Objectives: We aimed to elucidate the molecular pathways associated with fluorescence properties of oral potentially malignant disorders (OPMD) visualised under direct tissue autofluorescence (VELscope(™)).
Materials and methods: Forty-two oral mucosal biopsies correlated with clinical fluorescence characteristics were categorised based on histopathological diagnosis. Four oral squamous cell carcinoma (OSCC), 15 oral epithelial dysplasia (OED), nine oral lichen planus (OLP) and 14 oral epithelial hyperplasia (OEH) presenting with three fluorescence patterns including retained fluorescence (RF), loss of fluorescence (LAF) with blanching (LB) and LAF with no blanching (LNB) were assessed. Relative gene expression was measured through RNA sequencing.

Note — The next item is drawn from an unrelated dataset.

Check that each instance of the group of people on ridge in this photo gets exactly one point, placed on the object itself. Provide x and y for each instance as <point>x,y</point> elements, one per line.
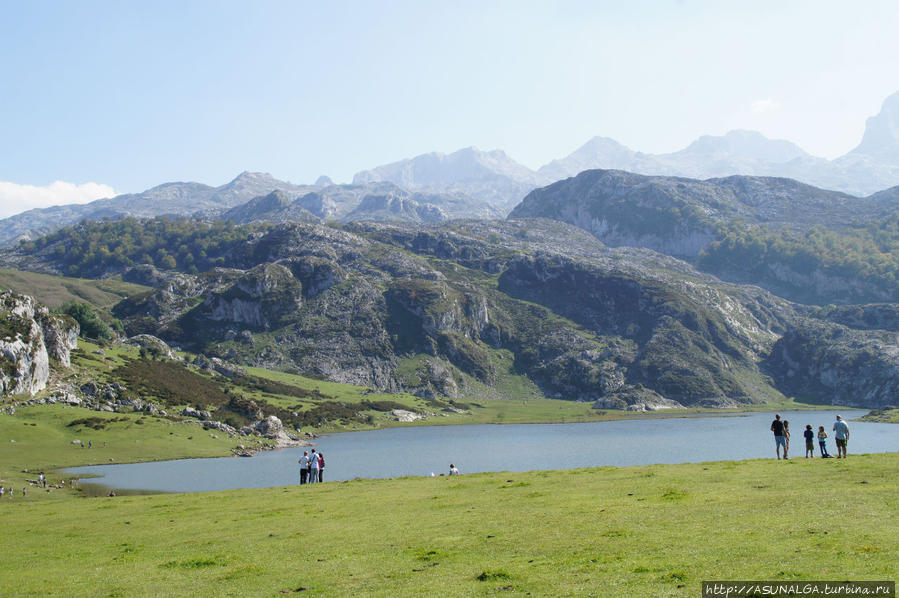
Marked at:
<point>781,429</point>
<point>312,467</point>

Results: Although each lesion type had a specific set of histology-related differentially expressed genes (DEGs), all tested samples shared a number of DEGs, and we could not identify a discriminatory component between histological groups. Gene ontology enrichment revealed LAF in OEH was mostly due to changes in inflammation, cell cycle regulation and apoptosis, while in OED was due to inflammation, angiogenesis and extracellular matrix remodelling. Inflammatory reactions were associated with diascopic fluorescence (DF) for both OEH and OED.
Conclusion: Uncovering the molecular mechanisms underlying LAF and DF may lead to reduction in the number of false-positive and false-negative findings and improve the efficacy and utility of VELscope(™).
Keywords: RNA sequencing; VELscope™; cellular pathways/molecular mechanisms; diascopic fluorescence; loss of tissue autofluorescence; oral cancer; oral potentially malignant disorders.
© 2016 John Wiley & Sons A/S. Published by John Wiley & Sons Ltd.